Her two biggest seasons are Christmas and Mother’s Day, but if people don’t want to deal with the Christmas rush, they can buy a gift certificate and book the studio visit for later. And it doesn’t have to stop at handprints. Bever also makes impressions for dog paws, thumbprints for the whole family and keys for people’s first homes.

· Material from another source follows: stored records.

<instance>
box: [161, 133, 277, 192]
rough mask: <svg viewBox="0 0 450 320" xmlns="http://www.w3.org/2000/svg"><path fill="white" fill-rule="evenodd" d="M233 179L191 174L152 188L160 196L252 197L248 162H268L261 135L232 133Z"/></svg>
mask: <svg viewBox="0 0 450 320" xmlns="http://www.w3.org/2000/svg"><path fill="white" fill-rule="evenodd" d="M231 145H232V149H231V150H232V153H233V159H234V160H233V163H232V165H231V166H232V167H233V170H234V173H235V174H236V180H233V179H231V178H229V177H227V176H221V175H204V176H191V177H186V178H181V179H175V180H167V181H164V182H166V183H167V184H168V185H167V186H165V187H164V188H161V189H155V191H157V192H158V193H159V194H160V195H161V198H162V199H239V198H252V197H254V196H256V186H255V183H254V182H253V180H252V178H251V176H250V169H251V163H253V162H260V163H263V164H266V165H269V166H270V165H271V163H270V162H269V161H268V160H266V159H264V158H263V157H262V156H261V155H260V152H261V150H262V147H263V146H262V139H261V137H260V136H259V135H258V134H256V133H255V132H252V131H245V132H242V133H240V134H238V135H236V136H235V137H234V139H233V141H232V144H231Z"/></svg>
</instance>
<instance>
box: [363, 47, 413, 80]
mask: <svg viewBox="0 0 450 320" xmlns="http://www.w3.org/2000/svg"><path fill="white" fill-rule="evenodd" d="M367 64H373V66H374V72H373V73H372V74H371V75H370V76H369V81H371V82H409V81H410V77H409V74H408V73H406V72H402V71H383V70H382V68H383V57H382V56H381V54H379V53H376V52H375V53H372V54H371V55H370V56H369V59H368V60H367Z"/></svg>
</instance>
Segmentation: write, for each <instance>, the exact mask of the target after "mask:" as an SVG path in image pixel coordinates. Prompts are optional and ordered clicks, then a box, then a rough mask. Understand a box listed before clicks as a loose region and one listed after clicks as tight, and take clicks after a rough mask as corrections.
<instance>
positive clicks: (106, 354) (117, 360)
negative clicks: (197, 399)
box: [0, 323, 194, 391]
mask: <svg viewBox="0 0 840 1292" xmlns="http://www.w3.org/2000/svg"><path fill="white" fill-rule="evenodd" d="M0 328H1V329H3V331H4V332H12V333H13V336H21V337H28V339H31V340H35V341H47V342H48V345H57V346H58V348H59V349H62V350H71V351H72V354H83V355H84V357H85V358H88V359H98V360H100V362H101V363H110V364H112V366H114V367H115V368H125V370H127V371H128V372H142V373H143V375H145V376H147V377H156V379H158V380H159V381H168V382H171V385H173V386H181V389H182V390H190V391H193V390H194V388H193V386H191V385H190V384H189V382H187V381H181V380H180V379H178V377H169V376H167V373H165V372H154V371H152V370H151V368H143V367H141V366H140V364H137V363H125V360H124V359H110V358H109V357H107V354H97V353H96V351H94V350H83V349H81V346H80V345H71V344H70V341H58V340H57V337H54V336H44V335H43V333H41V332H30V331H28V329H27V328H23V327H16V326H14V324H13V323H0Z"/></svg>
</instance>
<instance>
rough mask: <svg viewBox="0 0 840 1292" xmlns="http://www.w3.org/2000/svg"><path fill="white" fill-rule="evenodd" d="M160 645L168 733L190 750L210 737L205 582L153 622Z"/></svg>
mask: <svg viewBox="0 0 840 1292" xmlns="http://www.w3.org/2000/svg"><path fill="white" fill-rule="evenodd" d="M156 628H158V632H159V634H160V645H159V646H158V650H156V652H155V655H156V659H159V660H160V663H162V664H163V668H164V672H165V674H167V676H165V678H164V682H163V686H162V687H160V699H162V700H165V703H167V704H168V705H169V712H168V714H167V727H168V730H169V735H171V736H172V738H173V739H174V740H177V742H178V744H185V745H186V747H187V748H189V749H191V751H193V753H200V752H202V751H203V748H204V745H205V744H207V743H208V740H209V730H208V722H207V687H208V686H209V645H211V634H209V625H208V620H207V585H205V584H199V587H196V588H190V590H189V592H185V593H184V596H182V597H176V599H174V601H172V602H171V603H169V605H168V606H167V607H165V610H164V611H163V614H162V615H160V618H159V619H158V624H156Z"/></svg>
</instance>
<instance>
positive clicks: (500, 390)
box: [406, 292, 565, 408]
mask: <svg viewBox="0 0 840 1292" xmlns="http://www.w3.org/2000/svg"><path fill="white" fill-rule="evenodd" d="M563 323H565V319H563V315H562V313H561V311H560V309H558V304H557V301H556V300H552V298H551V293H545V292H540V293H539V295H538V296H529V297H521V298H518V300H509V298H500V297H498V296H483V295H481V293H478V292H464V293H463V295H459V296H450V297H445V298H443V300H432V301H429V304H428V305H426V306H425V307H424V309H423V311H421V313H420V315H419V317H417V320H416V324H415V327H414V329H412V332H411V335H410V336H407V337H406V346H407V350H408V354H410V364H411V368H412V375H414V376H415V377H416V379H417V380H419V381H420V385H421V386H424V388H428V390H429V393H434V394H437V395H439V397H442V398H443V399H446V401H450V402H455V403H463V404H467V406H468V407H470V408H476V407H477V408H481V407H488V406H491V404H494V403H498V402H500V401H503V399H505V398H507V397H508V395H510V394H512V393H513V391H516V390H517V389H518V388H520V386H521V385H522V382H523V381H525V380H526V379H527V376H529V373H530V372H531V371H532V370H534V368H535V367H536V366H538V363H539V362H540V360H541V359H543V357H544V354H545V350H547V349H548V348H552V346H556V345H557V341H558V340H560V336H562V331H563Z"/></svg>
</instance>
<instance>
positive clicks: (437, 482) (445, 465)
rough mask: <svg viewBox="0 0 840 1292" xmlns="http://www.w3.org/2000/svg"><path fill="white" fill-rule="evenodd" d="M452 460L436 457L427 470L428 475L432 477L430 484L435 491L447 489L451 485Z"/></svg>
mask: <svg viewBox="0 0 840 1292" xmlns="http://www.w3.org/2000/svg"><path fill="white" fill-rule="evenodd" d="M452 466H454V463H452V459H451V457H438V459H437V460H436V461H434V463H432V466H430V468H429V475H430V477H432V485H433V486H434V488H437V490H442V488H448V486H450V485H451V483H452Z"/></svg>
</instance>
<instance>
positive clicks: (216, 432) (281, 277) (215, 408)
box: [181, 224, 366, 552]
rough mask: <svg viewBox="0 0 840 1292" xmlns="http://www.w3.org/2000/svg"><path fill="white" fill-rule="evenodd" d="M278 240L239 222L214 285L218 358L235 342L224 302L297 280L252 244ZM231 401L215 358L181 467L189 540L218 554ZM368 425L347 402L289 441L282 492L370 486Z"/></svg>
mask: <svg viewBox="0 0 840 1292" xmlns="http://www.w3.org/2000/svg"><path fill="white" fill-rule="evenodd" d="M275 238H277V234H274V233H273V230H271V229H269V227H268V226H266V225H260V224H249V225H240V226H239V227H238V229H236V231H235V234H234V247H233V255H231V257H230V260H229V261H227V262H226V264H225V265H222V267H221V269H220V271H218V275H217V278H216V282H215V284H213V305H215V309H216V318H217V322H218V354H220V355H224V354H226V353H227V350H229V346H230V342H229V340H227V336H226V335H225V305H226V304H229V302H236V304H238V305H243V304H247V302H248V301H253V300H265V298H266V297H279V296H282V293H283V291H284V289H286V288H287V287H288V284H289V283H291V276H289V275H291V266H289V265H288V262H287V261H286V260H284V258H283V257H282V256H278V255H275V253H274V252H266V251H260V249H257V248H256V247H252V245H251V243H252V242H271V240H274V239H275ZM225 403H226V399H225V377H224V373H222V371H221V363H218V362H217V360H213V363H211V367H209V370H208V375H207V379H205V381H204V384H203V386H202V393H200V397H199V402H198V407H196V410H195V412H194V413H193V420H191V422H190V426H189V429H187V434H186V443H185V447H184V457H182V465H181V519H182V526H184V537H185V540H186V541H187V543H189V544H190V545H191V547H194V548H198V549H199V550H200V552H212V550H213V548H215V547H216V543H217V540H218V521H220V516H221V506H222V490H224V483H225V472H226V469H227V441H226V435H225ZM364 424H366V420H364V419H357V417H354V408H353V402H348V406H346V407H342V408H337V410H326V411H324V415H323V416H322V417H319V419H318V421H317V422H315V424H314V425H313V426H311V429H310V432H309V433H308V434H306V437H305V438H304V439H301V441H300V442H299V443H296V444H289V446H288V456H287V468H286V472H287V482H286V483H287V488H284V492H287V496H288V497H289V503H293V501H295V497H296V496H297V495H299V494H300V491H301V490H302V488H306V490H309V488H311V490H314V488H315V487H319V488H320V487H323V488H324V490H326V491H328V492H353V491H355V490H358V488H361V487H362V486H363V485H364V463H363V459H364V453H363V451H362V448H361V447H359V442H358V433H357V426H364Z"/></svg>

“Now, I’m always on the lookout for what I can make an impression of,” she says. “And it’s all because I wanted to preserve my kids’ prints, because I just love the way little hands and feet look.”

—Brittany Nunn

Kyle Wood

Dutch Art Gallery

Simple, direct, a little mysterious and unexpected and evocative of pleasant memories, Kyle Wood’s paintings are of recognizable places, and in some cases, spaces that only seem familiar. Central to his depiction of the Dallas Arboretum is an aesthetic wooden door embedded in the bleached-brick wall of DeGolyer Estate, with a few potted plants lining the walkway, rather than the acres of vibrant blossoming flora, which should tell you something about his approach. He gets into the nooks and quiet spots, and it makes the observer feel like an explorer inside the scene. His specialty is historical architecture and landscapes, he notes. “From an early age I have had a keen, unique perspective.” His great aunt Mildred is to thank for fostering his juvenile artistic inclinations, he adds. Wood is a featured artist at Dutch Art Gallery in Northlake Shopping Center at Ferndale and Northwest Highway. His prints run from $150 to $3,000, and the gallery offers a variety of framing options. Wood is one of several local artists — including Laurie Justice Pace and Kay Wyne, featured in past Advocate editions — featured at Dutch Art Gallery, whose special Texas artists’ exhibition lasts through January.